A Case of Canine Nasal Mites in a Golden Retriever, June 2008

Case Details. In June 2008, a 10 year old Golden Retriever was presented to Dr Eric Weigand of Claremont Veterinary Hospital for intermittent nose bleeds. The owner of the dog said it was unlikely anything had become caught up the nose, such as grass awns (a.k.a foxtails).
Initially a bleeding nasal tumor or blood clotting disorder were suspected as possible causes of the nose problem because the dog was known to have liver cancer. However, blood clotting tests were normal.
The dog was anesthetized for rhinoscopy (nasal scoping). Several canine nasal mites were seen walking about inside the lining of the nasal passages deep inside the nose. After further evaluation of the dog, it was determined that it was safe to administer weekly injections of ivermectin. The nosebleeds resolved within 48 hours of the first treatment. The dog later succumbed to the previously diagnosed liver cancer.
 
Disease
Overview. Canine nasal mites (species name Pneumonyssoides caninum) are a type of mite that lives in the nasal passages of dogs. It is found in dogs worldwide. The lifecycle of canine nasal mites are not completely understood, but it is presumed the mites can be transmitted from dog-to-dog.
Symptoms of canine nasal mite infestation in dogs may include nasal discharge, itchiness of the face, sneezing, reverse sneezing, and nose bleeds. The only way to be certain a dog has nasal mites is to perform a nasal scoping or a deep nasal flushing. Certain antiparasitic medications can successfully treat the infection.

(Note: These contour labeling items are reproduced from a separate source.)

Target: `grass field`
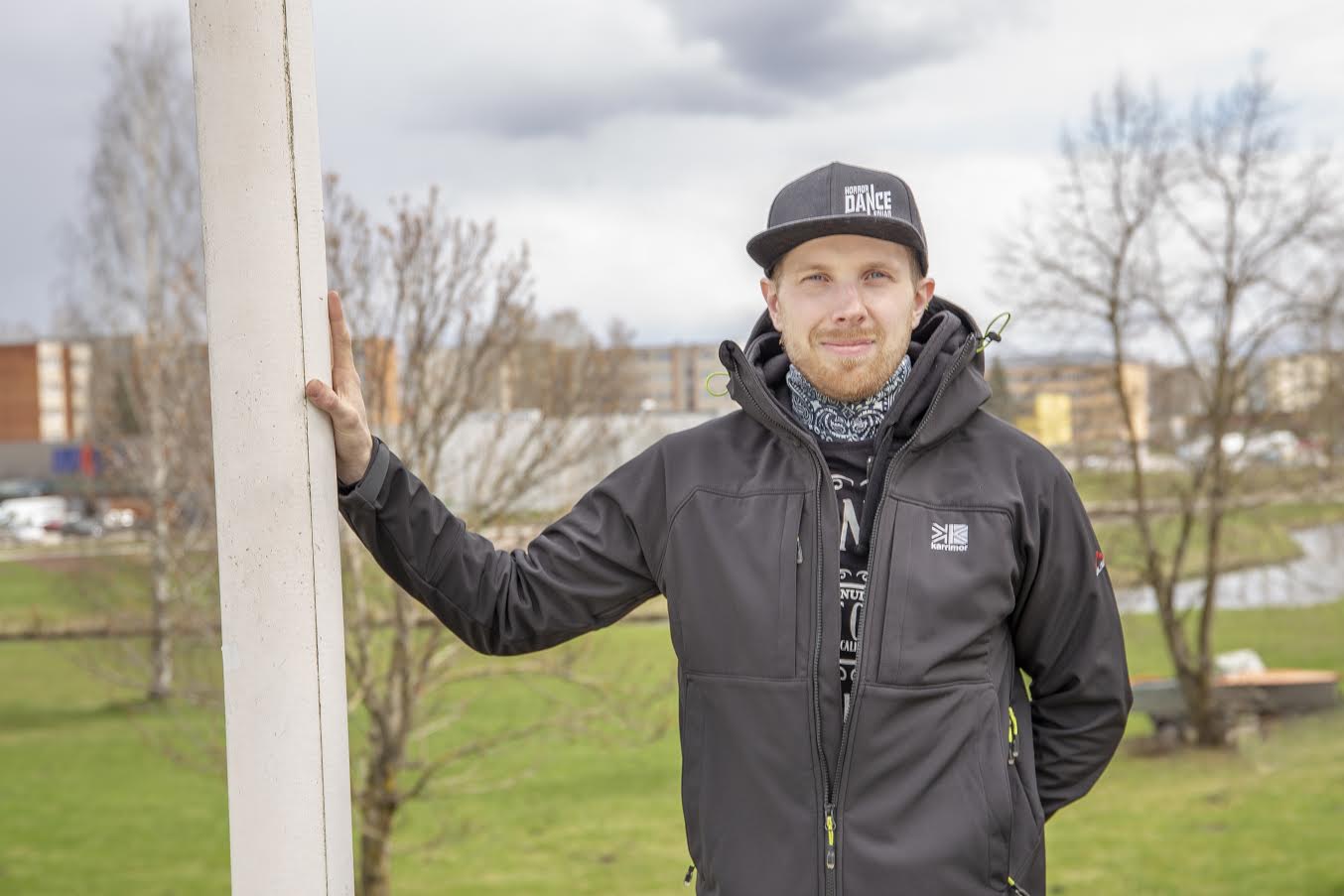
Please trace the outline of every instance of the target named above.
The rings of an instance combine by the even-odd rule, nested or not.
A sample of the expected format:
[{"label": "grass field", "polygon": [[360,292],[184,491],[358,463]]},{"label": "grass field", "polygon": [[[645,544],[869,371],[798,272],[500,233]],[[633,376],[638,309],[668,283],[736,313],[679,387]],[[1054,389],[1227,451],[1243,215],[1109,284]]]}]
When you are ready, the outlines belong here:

Local Data. None. It is unknown how common nasal mites are in dogs because individual cases are not reportable. Studies in Norway and Sweden found that between 7-20% of dogs were infected.

Human Health Risk. This mite is not considered contagious to people.

Acknowledgements. Veterinary Public Health greatly appreciates Dr. Weigand’s reporting of this case and his sharing of these images.

(Posted 10/1/08)

PRINTABLE VERSION (pdf)

SHORT VIDEO OF NASAL MITES (5.6 MB, .avi file)

 

 

 

References
1. The Merck Veterinary Manual Online. Canine Nasal Mites. Available at this link (initially accessed 9/25/08).
2. Gunnarsson LK et al (2001). Prevalence of Pneumonyssoides caninum infection in dogs in Sweden. Jour Amer Anim Hosp Assoc 37(4):331-337.
3. Bredal WP. (1998). The prevalence of nasal mite (Pneumonyssoides caninum) infection in Norwegian dogs. Vet Parasit. 76:233-237.